Deu-se conta da entrada na Mesa do projecto de resolução n.º 153/VIII.
Foi debatido, e rejeitado, na generalidade, o projecto de lei n.º 383/VIII - Medidas de reestruturação fundiária na área de intervenção do empreendimento de fins múltiplos de Alqueva (PCP), tendo intervindo, a diverso título, além do Sr. Ministro da Agricultura, do Desenvolvimento Rural e das Pescas (Capoulas Santos), os Srs. Deputados Lino de Carvalho (PCP), José Alberto Fateixa (PS), Isabel Castro (Os Verdes), Mafalda Troncho (PS), Agostinho Lopes (PCP), Gavino Paixão (PS), Rodeia Machado (PCP), Fernando Penha e João Maçãs (PSD), Fernando Rosas (BE), Rosado Fernandes (CDS-PP), Maria do Céu Ramos (PSD) e Miguel Ginestal (PS).
A Câmara aprovou o voto n.º 157/VIII - De congratulação pela forma como decorreram as eleições para a primeira Assembleia Constituinte em Timor-Leste, realizadas a 30 de Agosto (PS, PSD, PCP, CDS-PP, Os Verdes e BE).
Foi aprovado o relatório e parecer, elaborado pela Comissão de trabalho, Solidariedade e Segurança Social, relativo ao processo de urgência referente à proposta de lei n.º 98/VIII - Subsídio de inactividade para os pescadores da frota atuneira da Região Autónoma da Madeira (ALRM).
A Câmara rejeitou, após se ter verificado um empate em duas votações sucessivas, conforme o artigo 107.º do Regimento, um requerimento, subscrito pelo CDS-PP, no sentido de o projecto de lei n.º 276/VIII - Faz depender da publicação de normas especiais a aplicação às Regiões Autónomas dos Açores e da Madeira das alterações introduzidas pelo Decreto-Lei n.º 567/99, de 23 de Dezembro, ao Decreto-Lei n.º 329/95, de 9 de Dezembro (Regulamento da Náutica de Recreio) (CDS-PP) baixar à Comissão de Assuntos Constitucionais, Direitos, Liberdades e Garantias sem votação na generalidade. Depois de terem usado da palavra os Srs. Deputados Basílio Horta (CDS-PP), Luís Marques Guedes (PSD) e Osvaldo Castro (PS), o projecto de lei n.º 276/VIII foi rejeitado, na generalidade, após se ter verificado um empate em duas votações sucessivas, conforme o artigo 107.º do Regimento.
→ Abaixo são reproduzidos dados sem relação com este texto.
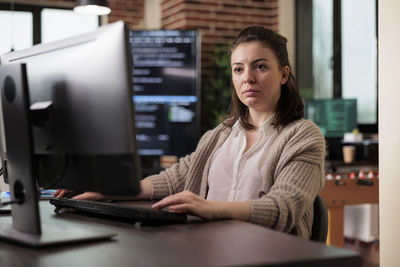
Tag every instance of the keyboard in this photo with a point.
(131, 211)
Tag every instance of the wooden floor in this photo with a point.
(369, 251)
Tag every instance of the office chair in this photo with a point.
(319, 229)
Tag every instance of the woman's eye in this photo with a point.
(261, 67)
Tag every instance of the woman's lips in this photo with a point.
(249, 92)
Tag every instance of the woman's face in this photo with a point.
(257, 77)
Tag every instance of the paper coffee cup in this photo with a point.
(349, 153)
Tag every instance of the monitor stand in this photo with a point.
(17, 148)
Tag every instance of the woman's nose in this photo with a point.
(249, 77)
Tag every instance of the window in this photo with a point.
(336, 54)
(60, 23)
(26, 25)
(15, 30)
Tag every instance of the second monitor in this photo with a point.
(166, 84)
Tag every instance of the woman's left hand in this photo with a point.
(188, 203)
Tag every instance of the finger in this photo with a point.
(57, 192)
(89, 196)
(180, 208)
(62, 193)
(170, 200)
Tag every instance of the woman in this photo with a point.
(264, 164)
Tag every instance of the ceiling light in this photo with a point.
(92, 7)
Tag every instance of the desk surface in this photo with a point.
(222, 243)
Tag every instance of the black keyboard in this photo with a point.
(133, 211)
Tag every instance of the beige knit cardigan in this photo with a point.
(294, 176)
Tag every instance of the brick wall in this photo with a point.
(219, 22)
(130, 11)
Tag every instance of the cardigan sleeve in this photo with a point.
(298, 178)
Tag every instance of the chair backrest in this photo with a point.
(320, 223)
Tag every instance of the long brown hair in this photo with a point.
(290, 105)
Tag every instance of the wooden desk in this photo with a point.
(337, 194)
(218, 243)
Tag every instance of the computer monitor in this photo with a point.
(166, 79)
(335, 117)
(68, 120)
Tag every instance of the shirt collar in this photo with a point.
(265, 129)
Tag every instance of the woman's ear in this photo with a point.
(285, 74)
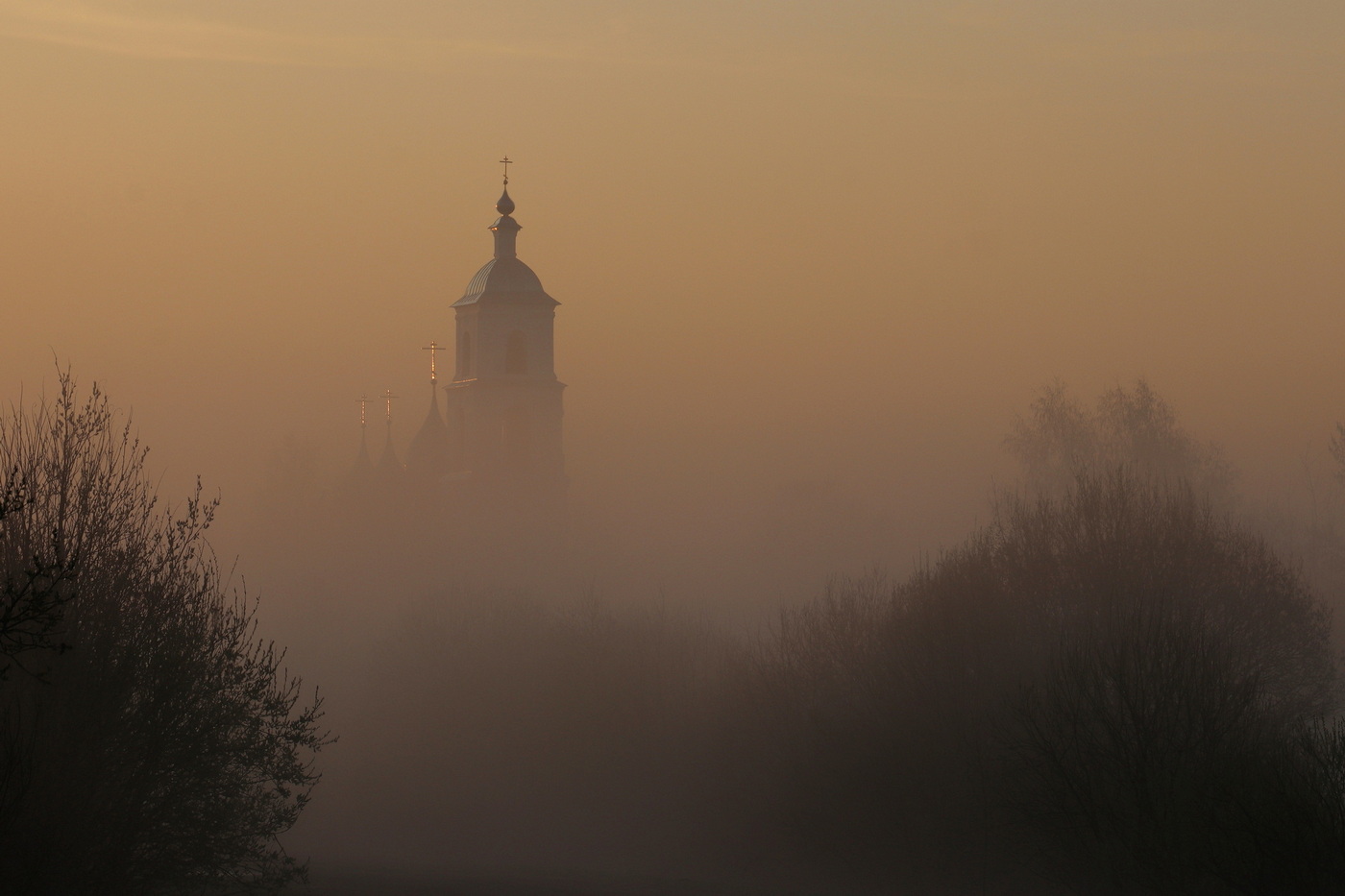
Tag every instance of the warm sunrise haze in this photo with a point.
(585, 383)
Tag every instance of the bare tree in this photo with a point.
(152, 741)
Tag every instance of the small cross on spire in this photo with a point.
(432, 348)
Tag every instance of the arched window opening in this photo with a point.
(464, 355)
(515, 354)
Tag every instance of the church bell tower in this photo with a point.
(503, 405)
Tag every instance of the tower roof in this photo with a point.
(504, 278)
(428, 452)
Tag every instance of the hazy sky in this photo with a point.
(794, 242)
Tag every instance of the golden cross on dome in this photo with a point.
(432, 348)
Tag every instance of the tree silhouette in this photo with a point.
(150, 741)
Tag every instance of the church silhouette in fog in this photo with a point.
(488, 455)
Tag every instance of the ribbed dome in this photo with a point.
(503, 278)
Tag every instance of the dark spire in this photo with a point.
(428, 452)
(387, 463)
(363, 467)
(504, 228)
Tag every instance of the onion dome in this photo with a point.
(504, 278)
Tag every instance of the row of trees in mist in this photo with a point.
(150, 740)
(1112, 687)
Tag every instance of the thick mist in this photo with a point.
(813, 265)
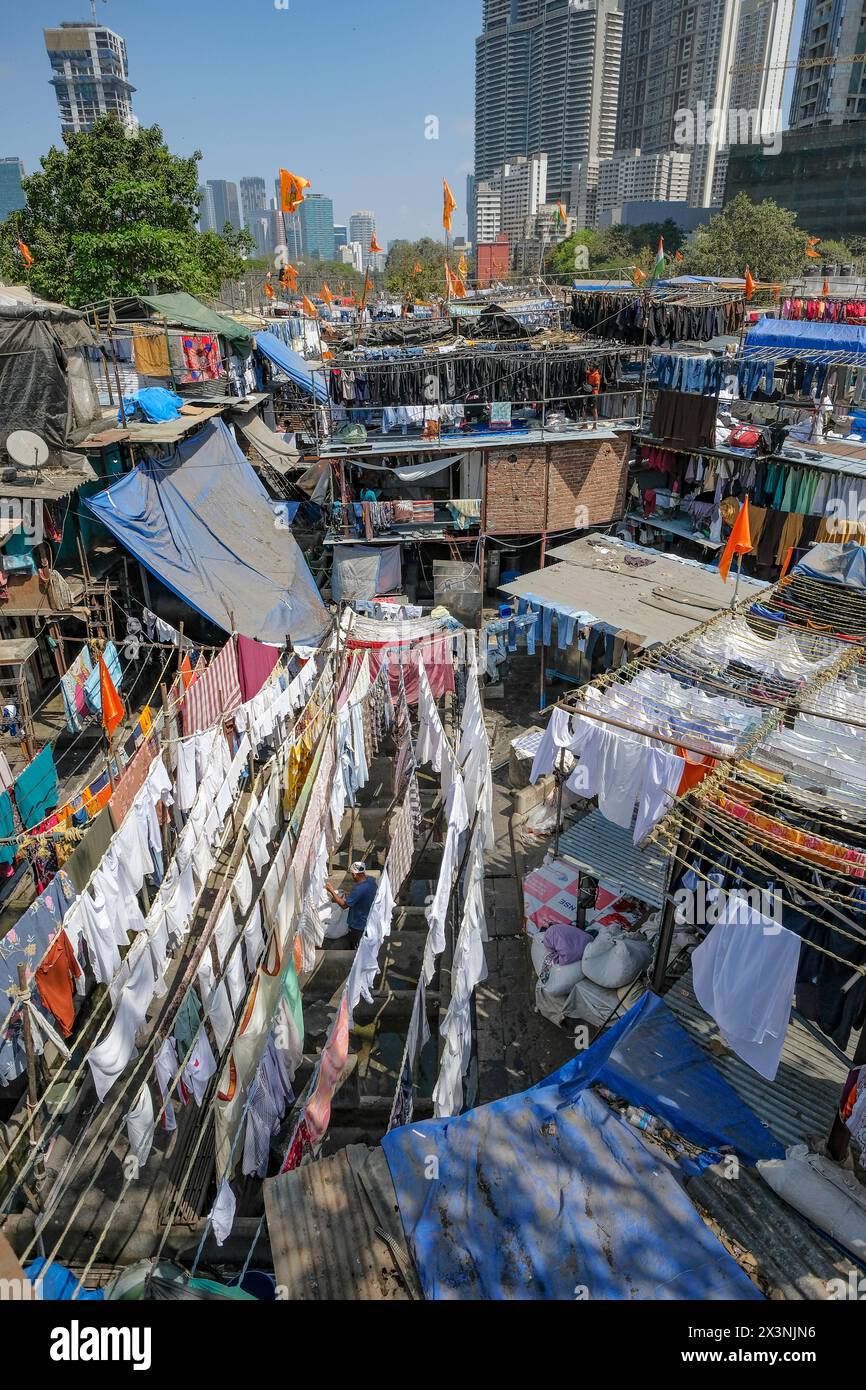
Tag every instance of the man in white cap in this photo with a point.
(357, 902)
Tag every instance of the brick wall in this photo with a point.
(585, 473)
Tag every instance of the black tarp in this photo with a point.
(34, 384)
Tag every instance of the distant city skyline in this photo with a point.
(360, 152)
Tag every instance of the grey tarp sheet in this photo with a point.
(34, 384)
(205, 526)
(413, 471)
(363, 571)
(278, 451)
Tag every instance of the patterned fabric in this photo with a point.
(216, 694)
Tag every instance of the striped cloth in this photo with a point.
(216, 694)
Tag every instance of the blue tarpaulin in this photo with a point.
(806, 339)
(292, 363)
(548, 1191)
(202, 521)
(836, 565)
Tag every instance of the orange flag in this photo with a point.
(749, 287)
(291, 191)
(449, 206)
(110, 701)
(740, 540)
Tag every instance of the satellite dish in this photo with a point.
(27, 449)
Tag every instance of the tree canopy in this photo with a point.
(401, 277)
(615, 248)
(763, 236)
(116, 214)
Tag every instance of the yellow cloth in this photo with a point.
(150, 355)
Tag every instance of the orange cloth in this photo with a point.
(110, 701)
(291, 191)
(695, 770)
(449, 206)
(54, 979)
(740, 540)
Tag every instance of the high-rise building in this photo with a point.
(487, 210)
(831, 92)
(89, 75)
(256, 216)
(225, 203)
(362, 228)
(316, 216)
(642, 178)
(253, 199)
(11, 193)
(353, 255)
(207, 216)
(546, 78)
(694, 71)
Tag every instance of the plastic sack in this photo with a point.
(829, 1196)
(558, 977)
(616, 961)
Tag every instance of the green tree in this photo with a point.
(428, 282)
(763, 236)
(117, 214)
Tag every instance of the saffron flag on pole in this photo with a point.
(291, 191)
(449, 206)
(110, 701)
(740, 541)
(749, 284)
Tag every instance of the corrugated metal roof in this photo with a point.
(610, 855)
(659, 601)
(805, 1094)
(790, 1258)
(323, 1229)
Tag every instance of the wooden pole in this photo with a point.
(32, 1100)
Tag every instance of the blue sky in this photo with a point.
(331, 89)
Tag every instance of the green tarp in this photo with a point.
(191, 313)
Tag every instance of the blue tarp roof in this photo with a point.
(292, 363)
(794, 338)
(202, 521)
(549, 1190)
(836, 565)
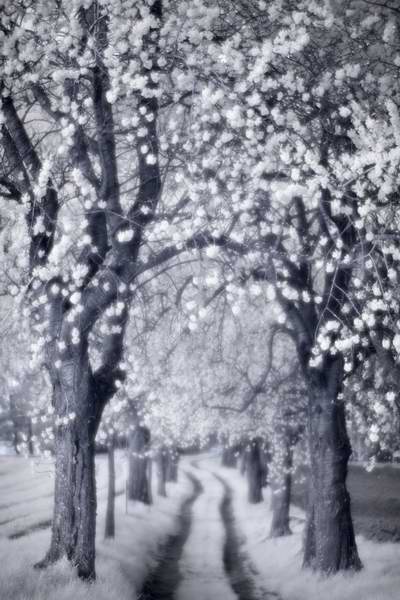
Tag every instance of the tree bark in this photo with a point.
(330, 544)
(172, 468)
(162, 468)
(254, 472)
(109, 531)
(229, 457)
(30, 435)
(281, 490)
(74, 516)
(139, 482)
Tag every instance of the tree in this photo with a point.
(78, 72)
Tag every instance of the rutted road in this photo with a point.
(165, 578)
(204, 559)
(237, 564)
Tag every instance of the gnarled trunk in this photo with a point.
(281, 489)
(139, 482)
(254, 472)
(330, 543)
(74, 516)
(109, 531)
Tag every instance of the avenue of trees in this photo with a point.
(199, 242)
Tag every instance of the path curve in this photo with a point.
(164, 579)
(238, 567)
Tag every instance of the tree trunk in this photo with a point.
(229, 457)
(172, 467)
(243, 460)
(281, 489)
(78, 411)
(30, 435)
(139, 482)
(74, 517)
(254, 472)
(109, 531)
(162, 467)
(330, 544)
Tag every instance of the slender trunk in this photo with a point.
(139, 482)
(243, 460)
(330, 544)
(109, 531)
(229, 457)
(254, 472)
(162, 466)
(281, 489)
(30, 434)
(172, 467)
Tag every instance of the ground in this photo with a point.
(204, 541)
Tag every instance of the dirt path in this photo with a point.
(165, 578)
(237, 565)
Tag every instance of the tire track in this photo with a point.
(238, 567)
(164, 579)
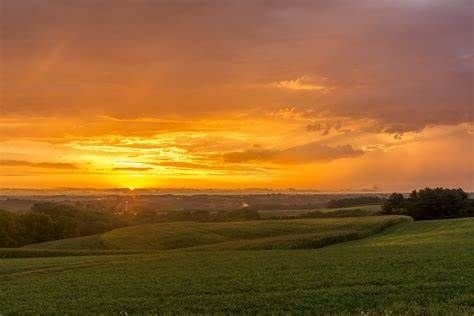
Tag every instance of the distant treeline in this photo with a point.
(243, 214)
(50, 221)
(431, 204)
(355, 201)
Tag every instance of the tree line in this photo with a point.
(431, 204)
(50, 221)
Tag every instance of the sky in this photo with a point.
(370, 95)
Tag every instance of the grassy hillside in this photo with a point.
(284, 234)
(419, 268)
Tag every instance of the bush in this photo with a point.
(431, 204)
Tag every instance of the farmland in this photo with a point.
(412, 267)
(271, 234)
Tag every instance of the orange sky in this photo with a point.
(219, 94)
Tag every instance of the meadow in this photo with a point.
(422, 267)
(266, 234)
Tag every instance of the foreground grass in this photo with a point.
(271, 234)
(414, 268)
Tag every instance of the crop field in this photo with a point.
(423, 267)
(271, 234)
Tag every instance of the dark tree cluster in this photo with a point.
(431, 204)
(354, 201)
(49, 221)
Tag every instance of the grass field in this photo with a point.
(271, 234)
(413, 268)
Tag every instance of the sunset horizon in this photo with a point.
(227, 95)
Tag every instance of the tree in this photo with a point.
(431, 203)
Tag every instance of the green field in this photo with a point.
(270, 234)
(423, 268)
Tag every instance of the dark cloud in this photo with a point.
(307, 153)
(47, 165)
(132, 169)
(407, 64)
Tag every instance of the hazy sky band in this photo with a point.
(237, 93)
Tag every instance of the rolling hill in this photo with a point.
(415, 268)
(269, 234)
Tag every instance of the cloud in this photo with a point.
(47, 165)
(399, 62)
(307, 153)
(301, 83)
(132, 169)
A proposta de lei n.º 70/VIII - Aprova a Lei de Programação Militar foi aprovada, na especialidade e em votação final global.
Por último, a Câmara aprovou três pareceres da Comissão de Ética, autorizando 2 Deputados do PSD e 1 do PS a deporem em tribunal como testemunha.
O Sr. Presidente encerrou a sessão eram 18 horas e 25 minutos.